An ex vivo method for analyzing the pathophysiology of vascular disease,
A step of applying physical stress to the endothelial cell side surface of the cut vascular tissue of the isolated blood vessel placed in the culture solution for a certain period of time,
Observing a pathological change in the site of physical stress loading of the isolated blood vessel or its surrounding area,
Analyzing the pathological changes,
An analysis method, comprising:   The analysis method according to claim 1, wherein the step of applying the physical stress includes collision of a steady flow of the culture solution with vascular tissue.   The analysis method according to claim 1, wherein the pathological change is selected from a morphological change, a biochemical change, or a change in gene expression.   The pathological change is characterized by endothelial cell detachment, thinning or thickening of the media, collapse of the internal elastic plate, shape change of vascular smooth muscle cells, proliferative change or observation of the presence or absence of apoptosis.

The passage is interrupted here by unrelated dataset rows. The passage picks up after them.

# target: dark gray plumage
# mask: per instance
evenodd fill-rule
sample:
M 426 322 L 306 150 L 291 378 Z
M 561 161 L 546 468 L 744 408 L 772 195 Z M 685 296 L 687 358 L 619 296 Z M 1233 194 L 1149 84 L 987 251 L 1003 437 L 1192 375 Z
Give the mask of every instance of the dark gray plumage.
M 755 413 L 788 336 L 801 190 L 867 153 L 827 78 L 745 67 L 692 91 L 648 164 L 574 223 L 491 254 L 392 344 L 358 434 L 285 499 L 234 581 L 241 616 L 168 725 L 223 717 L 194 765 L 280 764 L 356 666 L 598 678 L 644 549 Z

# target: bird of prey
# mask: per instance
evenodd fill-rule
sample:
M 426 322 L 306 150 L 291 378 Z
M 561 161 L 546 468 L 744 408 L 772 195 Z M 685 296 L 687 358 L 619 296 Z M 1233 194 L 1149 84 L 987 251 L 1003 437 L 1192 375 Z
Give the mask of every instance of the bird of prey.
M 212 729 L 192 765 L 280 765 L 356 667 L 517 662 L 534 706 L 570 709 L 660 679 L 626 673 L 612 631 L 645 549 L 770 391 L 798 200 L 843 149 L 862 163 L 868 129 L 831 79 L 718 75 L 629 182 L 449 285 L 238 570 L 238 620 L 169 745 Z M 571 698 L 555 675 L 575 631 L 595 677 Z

The analysis method according to claim 3, wherein the analysis is performed.   The observation according to claim 4, wherein the observation is a measurement of a blood vessel wall thickness or a measurement of the number of cells classified into properties selected from the presence or absence of proliferative change or apoptosis of vascular smooth muscle cells. analysis method.   The method according to any one of claims 1 to 5, wherein the vascular disease is a disease caused by a hemodynamic factor.   The analysis method according to claim 6, wherein the disease caused by the hemodynamic factor is selected from cerebral aneurysm, aortic aneurysm, carotid aneurysm, arteriosclerosis, or hypertension. A method for preparing an ex vivo disease model for vascular disease,
A step of applying physical stress to the incised luminal vessel wall of the isolated blood vessel placed in the culture solution for a certain period of time,
A production method comprising: An ex vivo disease model for vascular disease,
Produced by a production method including a step of applying a physical stress to the incised luminal vessel wall surface of the isolated blood vessel placed in the culture solution for a certain period of time,
A disease model characterized by containing at least one of vascular tissue from which vascular endothelial cells have been detached, a thinned or thickened media, a collapsed internal elastic plate, and vascular smooth muscle cells that have induced a proliferative change or apoptosis. . A method for screening a drug for prevention or treatment of vascular disease,
A step of applying a physical stress to the incised luminal vessel wall of the isolated blood vessel placed in the culture solution containing the test compound for a certain period of time,
Observing a pathological change in the site of physical stress loading of the isolated blood vessel or its surrounding area,
A screening method, comprising a step of analyzing and evaluating the pathological change.   11. The screening method according to claim 10, wherein the step of applying the physical stress includes collision of a steady flow of the culture solution. An apparatus for producing an ex vivo disease model of vascular disease,
A manufacturing apparatus comprising: a tissue culture unit for culturing a vascular tissue; a steady flow generating unit; and a nozzle unit for adjusting a collision pressure by a steady flow to the vascular tissue.